This play resonates with contemporary concerns, portraying characters grappling with private obsessions, feeling isolated from necessary support, and experiencing a heightened sense of pressure. The presence of the siblings, sister and brother, proceeds minute by minute through held breaths and painful and repetitive movements. I was mesmerised.
The production of dog is powerful theatre. Throughout the significance of the sound design, Aisling Bermingham’s choices make this experience even more deeply felt. The waves of both diegetic and non-diegetic soundscape manifests the unspoken between and within the two characters. The entire world of the play hums in waves carefully and beautifully orchestrated.
Speaking with Shayne, the playwright, before seeing the production, they spoke of theatre as the authentic medium where the audience could have a safe way of witnessing something that for the writer was very real. A way in to understand what are now often identified as hidden illnesses. The theatre audience can see them as authentic, confronting immediate circumstances.

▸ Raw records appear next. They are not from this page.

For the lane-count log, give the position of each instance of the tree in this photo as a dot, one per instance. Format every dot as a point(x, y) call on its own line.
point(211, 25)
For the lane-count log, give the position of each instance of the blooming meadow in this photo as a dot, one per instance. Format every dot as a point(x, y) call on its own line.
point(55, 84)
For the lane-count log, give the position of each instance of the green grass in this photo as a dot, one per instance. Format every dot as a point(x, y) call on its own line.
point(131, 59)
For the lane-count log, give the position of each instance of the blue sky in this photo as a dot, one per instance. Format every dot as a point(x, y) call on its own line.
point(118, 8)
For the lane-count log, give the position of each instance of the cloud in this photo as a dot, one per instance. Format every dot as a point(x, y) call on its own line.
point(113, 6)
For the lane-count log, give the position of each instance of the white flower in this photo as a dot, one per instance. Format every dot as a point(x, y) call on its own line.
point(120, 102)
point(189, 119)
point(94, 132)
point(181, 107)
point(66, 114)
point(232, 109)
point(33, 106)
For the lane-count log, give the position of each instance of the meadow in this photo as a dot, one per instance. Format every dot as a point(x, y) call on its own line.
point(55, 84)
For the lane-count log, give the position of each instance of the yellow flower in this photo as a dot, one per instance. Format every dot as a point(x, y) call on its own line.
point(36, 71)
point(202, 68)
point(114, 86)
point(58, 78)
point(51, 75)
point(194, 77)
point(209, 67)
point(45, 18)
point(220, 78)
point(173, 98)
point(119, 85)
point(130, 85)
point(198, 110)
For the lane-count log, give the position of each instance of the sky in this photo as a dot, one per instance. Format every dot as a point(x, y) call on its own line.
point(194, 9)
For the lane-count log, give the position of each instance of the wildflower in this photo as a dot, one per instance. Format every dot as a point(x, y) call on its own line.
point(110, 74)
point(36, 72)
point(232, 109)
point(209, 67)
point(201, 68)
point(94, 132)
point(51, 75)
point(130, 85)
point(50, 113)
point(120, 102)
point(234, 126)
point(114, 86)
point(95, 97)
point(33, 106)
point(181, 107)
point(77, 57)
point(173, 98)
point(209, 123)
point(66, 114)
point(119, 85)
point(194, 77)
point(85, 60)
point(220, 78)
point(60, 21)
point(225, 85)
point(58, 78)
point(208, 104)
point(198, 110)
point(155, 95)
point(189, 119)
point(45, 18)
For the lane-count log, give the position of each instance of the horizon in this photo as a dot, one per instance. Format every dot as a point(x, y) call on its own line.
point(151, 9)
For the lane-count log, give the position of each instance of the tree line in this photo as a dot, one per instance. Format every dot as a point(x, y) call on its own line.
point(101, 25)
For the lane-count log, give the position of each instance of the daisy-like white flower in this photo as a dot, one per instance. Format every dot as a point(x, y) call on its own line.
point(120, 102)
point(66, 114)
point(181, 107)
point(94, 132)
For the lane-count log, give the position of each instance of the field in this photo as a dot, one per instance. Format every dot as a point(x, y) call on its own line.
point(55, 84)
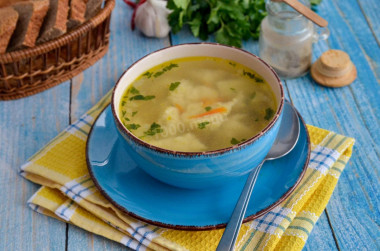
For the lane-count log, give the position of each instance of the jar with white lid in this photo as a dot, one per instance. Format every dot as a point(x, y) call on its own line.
point(286, 39)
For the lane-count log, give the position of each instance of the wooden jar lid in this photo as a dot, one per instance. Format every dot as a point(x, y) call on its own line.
point(334, 69)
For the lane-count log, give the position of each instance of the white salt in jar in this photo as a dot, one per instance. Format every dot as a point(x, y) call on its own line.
point(286, 39)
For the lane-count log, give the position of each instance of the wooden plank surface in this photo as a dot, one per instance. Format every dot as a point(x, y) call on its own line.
point(351, 220)
point(89, 87)
point(26, 125)
point(354, 207)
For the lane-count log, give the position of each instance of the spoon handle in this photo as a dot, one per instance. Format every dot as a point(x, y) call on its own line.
point(231, 232)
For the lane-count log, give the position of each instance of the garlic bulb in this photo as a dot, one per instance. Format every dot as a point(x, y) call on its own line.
point(151, 18)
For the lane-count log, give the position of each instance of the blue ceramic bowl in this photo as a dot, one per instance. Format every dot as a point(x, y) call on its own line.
point(197, 170)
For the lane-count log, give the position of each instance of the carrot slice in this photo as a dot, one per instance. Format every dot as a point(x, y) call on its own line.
point(213, 111)
point(179, 107)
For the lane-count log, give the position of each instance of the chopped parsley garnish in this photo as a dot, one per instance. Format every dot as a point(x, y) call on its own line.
point(141, 97)
point(133, 90)
point(203, 125)
point(157, 74)
point(132, 126)
point(268, 113)
point(174, 86)
point(154, 128)
point(249, 74)
point(234, 141)
point(259, 80)
point(148, 74)
point(165, 69)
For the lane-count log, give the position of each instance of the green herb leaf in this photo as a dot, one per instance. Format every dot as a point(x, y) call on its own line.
point(142, 97)
point(269, 112)
point(148, 74)
point(165, 69)
point(154, 128)
point(132, 126)
point(174, 86)
point(230, 21)
point(133, 90)
point(203, 125)
point(234, 141)
point(259, 80)
point(249, 74)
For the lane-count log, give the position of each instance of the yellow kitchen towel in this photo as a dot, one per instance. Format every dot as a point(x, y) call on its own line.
point(68, 194)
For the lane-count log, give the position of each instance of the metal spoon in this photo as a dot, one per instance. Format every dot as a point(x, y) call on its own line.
point(286, 139)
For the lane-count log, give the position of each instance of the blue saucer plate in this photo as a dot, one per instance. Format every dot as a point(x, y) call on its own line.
point(137, 194)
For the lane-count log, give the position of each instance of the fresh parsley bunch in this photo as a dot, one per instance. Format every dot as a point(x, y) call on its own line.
point(231, 21)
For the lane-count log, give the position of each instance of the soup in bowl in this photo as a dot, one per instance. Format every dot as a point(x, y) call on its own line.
point(198, 115)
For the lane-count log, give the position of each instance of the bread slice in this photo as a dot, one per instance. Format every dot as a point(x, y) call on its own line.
point(8, 21)
point(77, 13)
point(82, 10)
point(93, 7)
point(55, 21)
point(6, 3)
point(31, 16)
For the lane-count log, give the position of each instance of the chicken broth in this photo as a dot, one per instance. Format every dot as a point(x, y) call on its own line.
point(197, 104)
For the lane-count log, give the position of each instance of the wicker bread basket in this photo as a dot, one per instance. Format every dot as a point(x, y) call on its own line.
point(29, 71)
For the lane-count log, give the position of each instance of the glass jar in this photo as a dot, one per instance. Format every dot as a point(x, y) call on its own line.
point(286, 39)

The play’s character of sister in particular, lives with the mental ill health of Obsessive Compulsive Disorder which is characterised by intrusive thoughts and compulsive actions and rituals. As we enter the theatre, the pervasive smell of Dettol sets an immediate tone of clinical obsession, reflecting the world of the protagonist. This antiseptic scent underscores the character’s ritualistic bathing, a desperate attempt to cleanse themselves of imaginary germs they believe threaten their lives and the safety of their loved ones.
The play symbolically represents the playwright’s journey towards insight and growth in managing their own mental health. Despite this exploration, we are left in the dark about the specific thoughts driving the protagonist’s obsessive-compulsive behaviours, highlighting the complexity and often hidden nature of the disorder.KXT Broadway venue is the perfect space for this intimate sharing. Director Kim Hardwick’s sensitive capture of held time and place are in the melting moments also as time dissolves through delicately plotted lighting shifts of Frankie Clarke’s aesthetics. It is ultimately confronting to bear witness to Lanneike Denne’s character’s vulnerability and her performance was both mesmerising and disturbing.
I commend also the performance of Jack Patten as brother. Raw, real, empathetic moments. He struggles with alcohol and his externalising behaviour, physical and dangerous, covers up his grieving the breakup of a relationship. They live in close proximity, but they inhabit different worlds. The character of brother introduces a dog into the situation, a heartfelt attempt to form a family bond and bring a sense of normalcy and connection to the chaos.
CONTENT WARNINGS:
The production of dog explores sensitive content and mature themes around OCD, depression, mental ill health, bodily harm, alcohol addiction, suicidal ideation, animal cruelty and grief.
It also includes: smoking of herbal cigarettes, flashing/strobe lights, fake blood, consumption of prop beers, strong antiseptic fragrance and full frontal nudity.
dog depicts contamination OCD in real time (including the portrayal of triggers and compulsions). The play has been developed in collaboration with a mental health coordinator.